When it’s Raining Cats and Dogs
Cats can easily end up with hypothermia if they get wet on a chilly, rainy day and don’t have a chance to dry off. For instance, if your cat spends a night outside in a cold rain, hypothermia is an all-too-likely result. If your cat gets wet and chilled, be sure to get her indoors to a warm room ASAP. Warm up a few bath towels in the dryer for several minutes, then wrap them around your kitty while they’re still warm. Be careful to wrap the warmth around your cat’s chest and abdomen and where the legs connect to the body. Keep rotating the towels between the dryer and cat until her condition improves. If it doesn’t improve, call the vet.

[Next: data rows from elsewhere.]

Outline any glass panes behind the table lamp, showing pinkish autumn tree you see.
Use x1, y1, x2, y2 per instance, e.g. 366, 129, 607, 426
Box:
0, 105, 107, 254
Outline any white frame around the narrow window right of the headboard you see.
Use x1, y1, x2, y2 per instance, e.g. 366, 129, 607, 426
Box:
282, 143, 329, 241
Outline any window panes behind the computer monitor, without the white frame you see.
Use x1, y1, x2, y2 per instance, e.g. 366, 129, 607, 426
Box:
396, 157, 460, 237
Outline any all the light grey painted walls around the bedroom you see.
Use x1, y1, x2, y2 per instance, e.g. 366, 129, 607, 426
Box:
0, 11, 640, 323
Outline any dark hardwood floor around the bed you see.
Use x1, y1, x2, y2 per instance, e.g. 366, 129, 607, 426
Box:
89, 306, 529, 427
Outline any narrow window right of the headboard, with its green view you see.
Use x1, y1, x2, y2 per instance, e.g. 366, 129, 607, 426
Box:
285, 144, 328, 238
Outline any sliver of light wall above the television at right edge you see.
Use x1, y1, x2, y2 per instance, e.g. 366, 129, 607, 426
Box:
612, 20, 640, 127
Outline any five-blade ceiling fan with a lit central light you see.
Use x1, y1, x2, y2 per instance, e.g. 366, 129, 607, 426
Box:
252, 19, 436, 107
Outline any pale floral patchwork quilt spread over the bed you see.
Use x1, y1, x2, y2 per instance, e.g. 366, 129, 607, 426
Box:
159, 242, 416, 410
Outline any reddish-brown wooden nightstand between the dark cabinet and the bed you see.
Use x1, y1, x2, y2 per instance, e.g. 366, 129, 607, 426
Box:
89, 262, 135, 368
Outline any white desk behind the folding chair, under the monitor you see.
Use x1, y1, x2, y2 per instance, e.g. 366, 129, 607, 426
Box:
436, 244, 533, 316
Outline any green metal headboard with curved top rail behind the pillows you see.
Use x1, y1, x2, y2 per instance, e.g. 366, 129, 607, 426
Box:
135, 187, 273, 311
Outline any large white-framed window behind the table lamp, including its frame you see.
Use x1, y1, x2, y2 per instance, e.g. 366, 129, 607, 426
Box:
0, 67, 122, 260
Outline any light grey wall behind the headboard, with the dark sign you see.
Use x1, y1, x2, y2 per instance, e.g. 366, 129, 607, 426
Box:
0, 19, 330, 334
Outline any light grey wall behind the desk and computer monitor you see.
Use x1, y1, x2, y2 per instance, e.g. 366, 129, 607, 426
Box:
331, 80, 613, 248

Cats in the Cold: Whatever You Do, Keep her Cozy
Even if you don’t have a dryer, wrap your cat in one or two large towels anyway and drape one or two more over a radiator, near a lit woodstove or fireplace, or in front of any other available heat source. Rotate the towels between heat source and cat, staying with your pet until she’s warm and dry. Then give her some food and water. If your cat’s condition does not improve, or if she loses consciousness, call the vet immediately.
Put Her on the Big Screen
If you’re concerned that your outdoor cat may roam too far during the colder months, consider making use of a screened porch or balcony. Let your cat outside in this enclosed area for 15 to 20 minutes—10 minutes if the temperature is, say, less than 20°F. She’ll get fresh air, survey her territory, and stretch her legs—all within a safe proximity to the warm house.